NDSS2018

De-anonymization of Mobility Trajectories: Dissecting the Gaps between Theory and Practice

Huandong Wang, Chen Gao, Yong Li, Gang Wang, Depeng Jin, Jingbo Sun

39 citations

Abstract

Human mobility trajectories are increasingly collected by ISPs to assist academic research and commercial applications. Meanwhile, there is a growing concern that individual trajectories can be de-anonymized when the data is shared, using information from external sources (e.g. online social networks). To understand this risk, prior works either estimate the theoretical privacy bound or simulate de-anonymization attacks on synthetically created (small) datasets. However, it is not clear how well the theoretical estimations are preserved in practice. In this paper, we collected a large-scale ground-truth trajectory dataset from 2,161,500 users of a cellular network, and two matched external trajectory datasets from a large social network (56,683 users) and a check-in/review service (45,790 users) on the same user population.
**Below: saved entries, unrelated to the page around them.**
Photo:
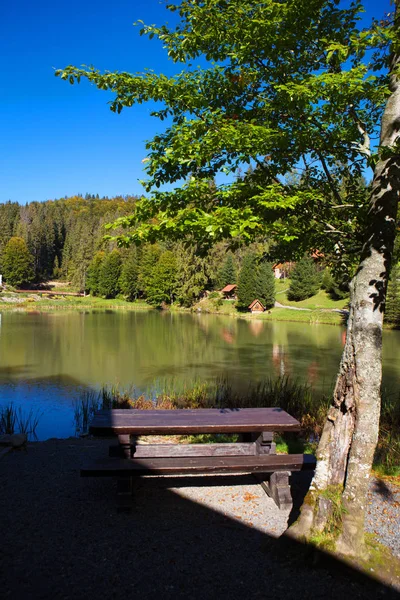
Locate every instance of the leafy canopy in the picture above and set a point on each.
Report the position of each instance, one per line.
(287, 85)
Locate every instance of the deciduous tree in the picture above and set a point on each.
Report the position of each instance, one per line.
(288, 85)
(305, 280)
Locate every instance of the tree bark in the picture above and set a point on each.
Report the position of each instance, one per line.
(346, 449)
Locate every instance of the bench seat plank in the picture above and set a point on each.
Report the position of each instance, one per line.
(109, 467)
(187, 421)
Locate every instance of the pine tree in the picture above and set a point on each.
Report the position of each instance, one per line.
(392, 310)
(191, 275)
(265, 285)
(110, 272)
(17, 262)
(227, 273)
(129, 276)
(305, 280)
(163, 284)
(148, 260)
(247, 283)
(93, 274)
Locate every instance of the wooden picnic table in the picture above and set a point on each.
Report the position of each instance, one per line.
(254, 452)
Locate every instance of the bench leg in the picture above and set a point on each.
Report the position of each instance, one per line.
(124, 493)
(278, 488)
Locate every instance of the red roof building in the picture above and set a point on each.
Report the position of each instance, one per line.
(256, 306)
(229, 290)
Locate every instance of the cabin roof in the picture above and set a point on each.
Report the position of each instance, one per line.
(256, 302)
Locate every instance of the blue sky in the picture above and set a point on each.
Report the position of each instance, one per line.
(58, 139)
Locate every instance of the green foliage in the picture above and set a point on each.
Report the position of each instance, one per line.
(305, 280)
(265, 284)
(129, 280)
(162, 285)
(93, 274)
(191, 278)
(338, 290)
(247, 283)
(109, 275)
(392, 310)
(227, 273)
(17, 262)
(148, 262)
(287, 85)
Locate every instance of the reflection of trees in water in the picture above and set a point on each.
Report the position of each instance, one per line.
(140, 348)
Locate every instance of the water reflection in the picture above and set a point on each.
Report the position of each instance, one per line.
(46, 359)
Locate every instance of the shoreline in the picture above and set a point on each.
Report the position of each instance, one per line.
(280, 313)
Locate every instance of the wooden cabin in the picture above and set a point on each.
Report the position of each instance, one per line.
(229, 292)
(256, 306)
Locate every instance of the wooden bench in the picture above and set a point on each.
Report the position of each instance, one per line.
(254, 453)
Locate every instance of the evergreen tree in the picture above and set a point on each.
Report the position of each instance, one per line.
(305, 280)
(392, 310)
(129, 283)
(192, 277)
(93, 274)
(227, 273)
(110, 272)
(335, 288)
(247, 283)
(17, 262)
(162, 286)
(150, 255)
(265, 285)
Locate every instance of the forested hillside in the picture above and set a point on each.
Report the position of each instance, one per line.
(64, 240)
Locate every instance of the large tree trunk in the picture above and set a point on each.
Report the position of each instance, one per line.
(349, 438)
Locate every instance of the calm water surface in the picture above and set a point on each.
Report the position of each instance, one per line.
(46, 360)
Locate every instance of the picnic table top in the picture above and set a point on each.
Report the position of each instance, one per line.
(188, 421)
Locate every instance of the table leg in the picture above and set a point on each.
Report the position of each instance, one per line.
(278, 488)
(265, 443)
(124, 493)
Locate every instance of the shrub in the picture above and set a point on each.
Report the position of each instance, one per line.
(305, 280)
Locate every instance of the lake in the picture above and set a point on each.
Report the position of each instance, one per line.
(47, 359)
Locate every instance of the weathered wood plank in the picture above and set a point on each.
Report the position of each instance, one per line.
(182, 450)
(198, 465)
(277, 487)
(182, 421)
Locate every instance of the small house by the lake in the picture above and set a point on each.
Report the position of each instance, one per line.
(229, 292)
(256, 306)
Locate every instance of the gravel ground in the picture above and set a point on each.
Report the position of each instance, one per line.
(383, 517)
(192, 538)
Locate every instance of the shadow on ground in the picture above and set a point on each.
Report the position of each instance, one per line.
(62, 538)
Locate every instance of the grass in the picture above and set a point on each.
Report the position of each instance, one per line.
(296, 398)
(70, 303)
(321, 300)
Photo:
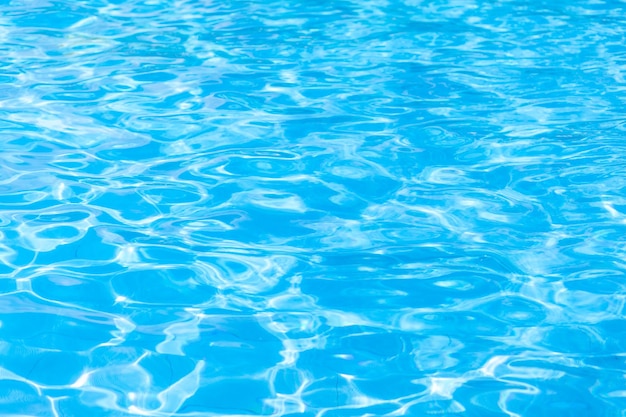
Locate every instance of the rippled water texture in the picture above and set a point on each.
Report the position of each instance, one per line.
(324, 208)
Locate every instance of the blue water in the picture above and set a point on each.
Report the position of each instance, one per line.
(324, 208)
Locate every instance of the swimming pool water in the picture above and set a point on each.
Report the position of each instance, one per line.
(324, 208)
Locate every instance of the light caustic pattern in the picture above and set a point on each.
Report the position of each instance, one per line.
(325, 208)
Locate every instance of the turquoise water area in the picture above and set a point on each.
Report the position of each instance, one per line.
(322, 208)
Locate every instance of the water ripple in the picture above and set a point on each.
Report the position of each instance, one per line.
(343, 208)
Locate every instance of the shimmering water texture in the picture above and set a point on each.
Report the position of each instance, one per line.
(325, 208)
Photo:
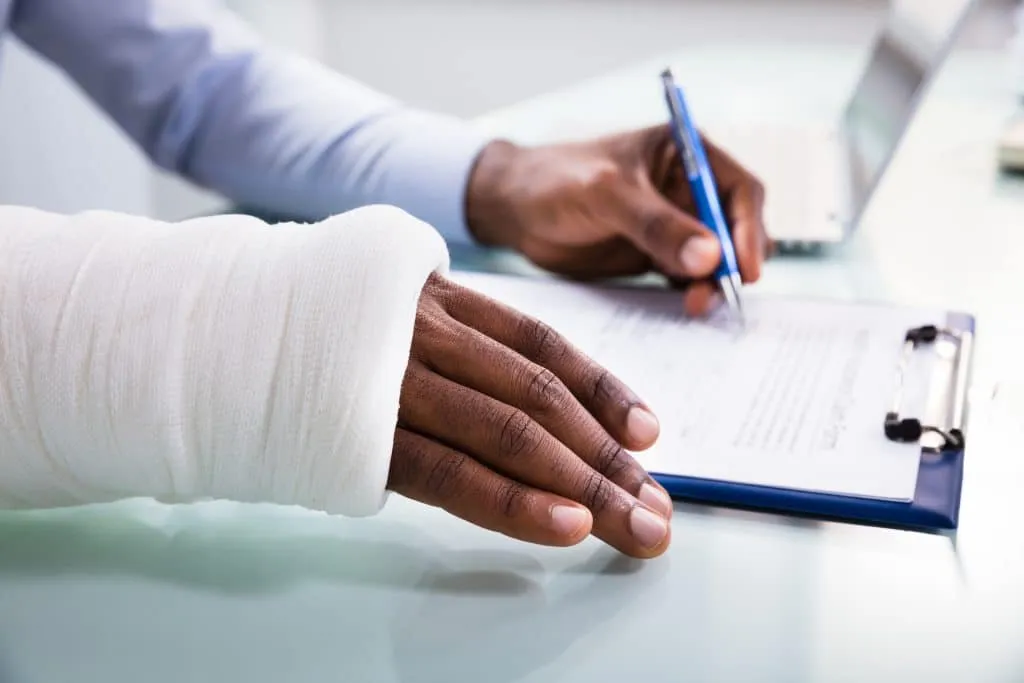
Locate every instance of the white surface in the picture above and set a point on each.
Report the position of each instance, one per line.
(794, 399)
(141, 592)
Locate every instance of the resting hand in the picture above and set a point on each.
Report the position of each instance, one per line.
(506, 425)
(615, 206)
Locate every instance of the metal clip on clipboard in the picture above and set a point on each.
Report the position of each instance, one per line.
(934, 438)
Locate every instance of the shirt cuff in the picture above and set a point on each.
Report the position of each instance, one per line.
(429, 165)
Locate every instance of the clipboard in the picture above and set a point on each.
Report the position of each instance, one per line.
(937, 497)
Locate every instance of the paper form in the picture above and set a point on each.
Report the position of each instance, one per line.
(796, 400)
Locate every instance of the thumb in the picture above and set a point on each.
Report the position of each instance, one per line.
(678, 243)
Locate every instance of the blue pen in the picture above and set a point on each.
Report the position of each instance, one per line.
(705, 191)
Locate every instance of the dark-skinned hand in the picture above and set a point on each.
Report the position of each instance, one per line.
(615, 206)
(506, 425)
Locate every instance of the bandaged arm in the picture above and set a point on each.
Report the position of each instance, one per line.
(219, 357)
The two sets of large ground-truth data provide a rare opportunity to extensively evaluate a variety of de-anonymization algorithms (7 in total). We find that their performance in the real-world dataset is far from the theoretical bound. Further analysis shows that most algorithms have underestimated the impact of spatio-temporal mismatches between the data from different sources, and the high sparsity of user generated data also contributes to the underperformance. Based on these insights, we propose 4 new algorithms that are specially designed to tolerate spatial or temporal mismatches (or both) and model user behavior. Extensive evaluations show that our algorithms achieve more than 17% performance gain over the best existing algorithms, confirming our insights.